TWELFTH NIGHT – EMINENTLY WORTH THE DRIVE
TWELFTH NIGHT
Directed by Janis Stevens; written by William Shakespeare
With: Dan Olmstead, Paul L. Coffey, Jacob Keefe, Anthony Arnista, Alecia White, Josh Scharback, Bill Van Horn, Kathleen L. Nation, Dennis A. Price, Jennifer Weinreich, Mark S. Cartier, Brian Rife, John Greenbaum, Frank Omar, Emily Rast, and Anya Johnson
At the Theater at Monmouth in Monmouth, Maine
Performed in repertory from July 9 to August 22, 2009
The Theater at Monmouth opens its fortieth Shakespeare season with a sparkling Twelfth Night, the best version of that play they’ve done since 1970, when Lee McClelland, John Fields, and Bill Meisle were at the height of their considerable skills.
The latest version, directed by Janis Stevens, makes splendid use of perhaps the deepest roster of good actors that Monmouth has ever had.
The “concept” is the world of the silent screen, a zone peopled with larger-than-life stars such as Valentino, Douglas Fairbanks, Mae West, and Buster Keaton. This metaphor is lightly used so as not to get in the way of what Shakespeare’s play is doing and works to suggest that Illyria is a zone of unreality that equals that of the lost Atlantis of Hollywood’s fabulous past. The films of that era were never silent, of course. They were accompanied by music-often themes with women’s names attached like “Jeannine,” “Diane,” and “Charmaine.” And Shakespeare’s shoreline in Twelfth Night echoes with music, songs sung by Feste, and, in this production, soft-shoe dances performed by Toby and Andrew. The set features an upstage proscenium arch and curtain, which are particularly effective in the gulling of Malvolio. We can accept that Toby, Andrew, and Fabian cannot be heard by Malvolio even though their voices are passing him on their way to us. The theatrical set means that we simply suspend our disbelief.

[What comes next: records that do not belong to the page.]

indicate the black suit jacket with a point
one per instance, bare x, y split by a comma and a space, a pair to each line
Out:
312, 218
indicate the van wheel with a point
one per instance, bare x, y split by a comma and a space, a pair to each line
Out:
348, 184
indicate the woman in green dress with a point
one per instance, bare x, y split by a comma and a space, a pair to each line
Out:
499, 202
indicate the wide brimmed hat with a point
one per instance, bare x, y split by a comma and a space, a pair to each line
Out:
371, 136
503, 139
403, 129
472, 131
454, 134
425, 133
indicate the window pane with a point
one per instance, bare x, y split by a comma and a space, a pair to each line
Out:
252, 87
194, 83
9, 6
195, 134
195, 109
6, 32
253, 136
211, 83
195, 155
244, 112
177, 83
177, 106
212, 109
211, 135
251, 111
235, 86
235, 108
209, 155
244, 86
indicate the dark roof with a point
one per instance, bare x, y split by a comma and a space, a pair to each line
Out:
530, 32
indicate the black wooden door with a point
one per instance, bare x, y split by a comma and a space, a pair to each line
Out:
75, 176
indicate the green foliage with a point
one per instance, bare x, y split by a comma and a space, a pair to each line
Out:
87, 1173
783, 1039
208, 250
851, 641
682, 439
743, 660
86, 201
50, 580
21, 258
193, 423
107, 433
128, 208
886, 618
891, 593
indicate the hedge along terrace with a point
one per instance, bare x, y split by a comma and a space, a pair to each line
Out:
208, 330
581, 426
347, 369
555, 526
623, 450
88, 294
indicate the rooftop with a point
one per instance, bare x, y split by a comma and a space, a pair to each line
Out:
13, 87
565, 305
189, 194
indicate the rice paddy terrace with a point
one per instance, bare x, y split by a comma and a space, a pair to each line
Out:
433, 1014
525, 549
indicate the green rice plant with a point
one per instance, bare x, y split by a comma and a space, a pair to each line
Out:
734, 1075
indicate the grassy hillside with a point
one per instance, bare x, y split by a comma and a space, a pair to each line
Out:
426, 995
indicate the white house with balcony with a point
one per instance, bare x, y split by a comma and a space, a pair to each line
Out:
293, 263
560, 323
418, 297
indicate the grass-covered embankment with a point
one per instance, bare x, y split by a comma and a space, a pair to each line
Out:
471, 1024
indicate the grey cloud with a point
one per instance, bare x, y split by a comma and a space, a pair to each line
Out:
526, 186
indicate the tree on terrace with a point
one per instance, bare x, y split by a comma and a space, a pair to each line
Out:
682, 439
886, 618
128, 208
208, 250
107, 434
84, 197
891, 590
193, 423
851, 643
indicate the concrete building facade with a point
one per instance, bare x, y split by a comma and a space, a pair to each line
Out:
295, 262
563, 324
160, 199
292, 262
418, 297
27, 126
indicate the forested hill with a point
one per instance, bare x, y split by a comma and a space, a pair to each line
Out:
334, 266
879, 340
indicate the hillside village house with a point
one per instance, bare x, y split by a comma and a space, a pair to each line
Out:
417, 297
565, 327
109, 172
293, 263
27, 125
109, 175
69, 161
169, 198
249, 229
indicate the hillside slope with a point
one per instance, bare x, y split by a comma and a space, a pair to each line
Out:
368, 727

The cast is uniformly excellent. Alecia White is a confident Viola, sure of who she is even within the trap of her disguise. Jennifer Weinreich’s Olivia, an addition to the Monmouth company, is the best I’ve seen since Helena Bonham Carter in the Nunn film of 1996. She wears a puzzled smile most of time, very much enjoying this thing called love, but never quite glimpsing the irony of her situation until the end. Her awareness that she has fallen in love with the disguised Viola is beautifully developed, insisting that we share the process of what has already happened. This speech superbly sets up Viola’s parallel recognition of precisely the process that Olivia has just described. This linkage is one of the most rewarding sequences I have ever seen on stage. Dan Olmstead, playing at Valentino and Fairbanks, is a magnificent Orsino, falling in love with Viola in her male role in spite of Orsino’s macho personae. Dennis A. Price as Sir Andrew Aguecheek and Bill Van Horn as Sir Toby Belch are well spoken and remarkably agile in their song-and-dance routines, though no threat to Fred Astaire. I found that Kathleen L. Nation’s Mae West wig for Maria calls too much attention to itself, a case of concept interfering with the play itself. Mark S. Cartier’s Malvolio is wonderful, meticulously charting his progress toward a wrong conclusion. Paul L. Coffey’s Feste maintains his detachment from the denizens of this dream world, the better to permit us to grasp his critique of people who, for much of the play, are wasting their time, however deliciously. He reveals his own humanity at the end when he taunts the humiliated Malvolio. On the night I attended, his final song, “The rain it raineth every day,” was prophetic.
This production is brisk, splendidly choreographed, opulently costumed, and brilliantly acted. It is eminently worth the drive to Monmouth through lovely countryside on a late summer’s afternoon to their elegant digs, Cumston Hall.